Marie-Françoise Visika est enseignante. Souvent, elle perd plusieurs minutes de ses heures de cours en raison des perturbations. Elle se plaint de cette situation et regrette que ses élèves soient moins concentrés.  , perd souvent plusieurs minutes de ses heures de cours en raison des perturbations. Elle se plaint de cette situation et regrette que ses élèves soient moins concentrés.  

"Il y a quelquefois où, pendant que vous êtes en train d’enseigner, ils peuvent entrer subitement, chercher leurs effets sans même vous demander la permission. Ils entrent comme s’ils étaient de la classe. Si vous étiez en pleine explication, vous devez attendre que la personne ait terminé pour continuer la leçon. Imaginez les minutes qu’on perd ainsi. Et quand il pleut, ils se mettent sur le balcon, ça crée beaucoup de confusions, vous entendez les élèves qui parlent entre eux et qui ne vous suivent plus".  

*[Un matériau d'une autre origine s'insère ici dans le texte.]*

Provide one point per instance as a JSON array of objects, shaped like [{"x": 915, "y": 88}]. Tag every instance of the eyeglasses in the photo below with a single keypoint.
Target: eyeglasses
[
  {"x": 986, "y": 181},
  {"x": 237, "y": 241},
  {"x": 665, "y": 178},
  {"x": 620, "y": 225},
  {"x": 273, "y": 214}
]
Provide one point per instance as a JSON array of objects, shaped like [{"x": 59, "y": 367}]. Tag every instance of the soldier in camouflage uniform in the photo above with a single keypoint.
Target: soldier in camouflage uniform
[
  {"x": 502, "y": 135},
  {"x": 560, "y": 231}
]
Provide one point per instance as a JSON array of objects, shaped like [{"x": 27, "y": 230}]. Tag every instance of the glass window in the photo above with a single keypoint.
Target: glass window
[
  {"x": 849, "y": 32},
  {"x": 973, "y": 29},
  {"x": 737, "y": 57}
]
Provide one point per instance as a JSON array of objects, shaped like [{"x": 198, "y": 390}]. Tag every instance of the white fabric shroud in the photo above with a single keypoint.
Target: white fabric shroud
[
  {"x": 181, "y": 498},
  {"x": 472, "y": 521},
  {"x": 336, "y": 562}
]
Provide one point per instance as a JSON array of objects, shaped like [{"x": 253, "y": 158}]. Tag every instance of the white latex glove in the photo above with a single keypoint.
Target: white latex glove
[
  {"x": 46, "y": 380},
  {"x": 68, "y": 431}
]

Plus de 200 familles de déplacés vivent dans des écoles à Oicha, chef-lieu du territoire de Beni. De nombreux autres déplacés vivent dans des familles d’accueil ou dans des camps dédiés déjà érigés dans la ville. 

Selon un rapport des autorités sanitaires locales, 52 déplacés internes, à majorité des femmes et des enfants, sont morts de malnutrition et par manque d’accès aux soins de santé au cours des trois derniers mois dans les camps de déplacés à Oicha.